Dans le cadre de tous ces temps concernant notamment l’être humain, se pose la question de l’éducation, de la formation, de l’apprentissage, qu’il est possible d’envisager « tout au long de la vie » (p. 41), dans une perspective d’autonomisation.

Si nous n’avons pas le temps, d’autres l’ont pour nous et nous l’imposent, tel que ce fût le cas au 12e siècle de la part des prêtres, puis, entre les 12e et 17e siècles, les marchands, entre le 17e et le 20e siècle, les industriels, et enfin, au 20e siècle, divers organismes, ce pouvoir s’inscrivant respectivement dans des temps différents, soit le « temps des dieux », le « temps des corps », le « temps des machines », et enfin, le « temps des codes ».

Il y a donc une évolution des temps, de ceux et celles qui en disposent et de ceux et celles qui y sont soumis-es, mais également une « guerre des temps », toujours au fil des siècles, que ce soit dans le domaine des sciences de la matière, des sciences de la vie, de la cybernétique, de la thermodynamique, avec les personnalités respectives impliquées.
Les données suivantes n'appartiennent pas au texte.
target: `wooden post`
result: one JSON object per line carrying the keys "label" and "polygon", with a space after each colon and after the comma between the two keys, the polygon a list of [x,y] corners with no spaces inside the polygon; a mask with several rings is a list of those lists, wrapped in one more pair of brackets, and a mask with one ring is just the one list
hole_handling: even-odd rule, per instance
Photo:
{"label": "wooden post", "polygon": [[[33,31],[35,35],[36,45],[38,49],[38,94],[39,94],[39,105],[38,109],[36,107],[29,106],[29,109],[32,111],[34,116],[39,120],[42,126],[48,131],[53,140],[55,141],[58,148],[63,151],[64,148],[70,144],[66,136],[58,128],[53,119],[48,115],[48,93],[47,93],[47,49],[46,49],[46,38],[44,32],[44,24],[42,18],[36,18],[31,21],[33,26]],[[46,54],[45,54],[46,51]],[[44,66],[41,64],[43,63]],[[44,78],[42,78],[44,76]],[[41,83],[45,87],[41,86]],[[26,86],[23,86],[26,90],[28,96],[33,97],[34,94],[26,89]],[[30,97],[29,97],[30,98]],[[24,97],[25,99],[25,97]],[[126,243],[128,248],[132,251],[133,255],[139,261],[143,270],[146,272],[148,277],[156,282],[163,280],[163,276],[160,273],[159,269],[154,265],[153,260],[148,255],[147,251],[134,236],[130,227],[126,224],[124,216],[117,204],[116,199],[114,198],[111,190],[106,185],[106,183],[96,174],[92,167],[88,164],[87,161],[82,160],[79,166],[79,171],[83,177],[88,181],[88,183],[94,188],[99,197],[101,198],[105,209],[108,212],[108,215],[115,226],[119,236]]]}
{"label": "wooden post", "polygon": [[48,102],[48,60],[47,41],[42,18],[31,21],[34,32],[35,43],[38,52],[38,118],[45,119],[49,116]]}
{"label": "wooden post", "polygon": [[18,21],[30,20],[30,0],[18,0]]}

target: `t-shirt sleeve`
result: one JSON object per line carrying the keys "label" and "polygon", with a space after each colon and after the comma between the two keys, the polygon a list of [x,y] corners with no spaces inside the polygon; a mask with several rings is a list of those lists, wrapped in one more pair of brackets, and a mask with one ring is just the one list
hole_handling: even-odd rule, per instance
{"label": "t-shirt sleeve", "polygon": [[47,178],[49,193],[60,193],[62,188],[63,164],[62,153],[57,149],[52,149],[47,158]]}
Gaston Pineau en dresse une rétrospective, tout ceci, et toutes ces personnes assistant, voire contribuant à une lutte entre les forces « entropiques », de dissociation, et celles « néguentropoiques », organisatrices, structurantes, tout en sachant que ce n’est pas parce que deux forces semblent contraires, qu’elles sont antinomiques. Si des frontières, quelle qu’en soit leur nature, existent, elles ne font pas que séparer. Les frontières sont des occasions, des lieux de passage. Elles peuvent ne pas diviser, et permettre aux différences de communiquer, d’être conjuguées. De même, les différents temps de notre vie peuvent être complémentaires, dès lors que nous faisons en sorte non de les subir, mais de les conjuguer.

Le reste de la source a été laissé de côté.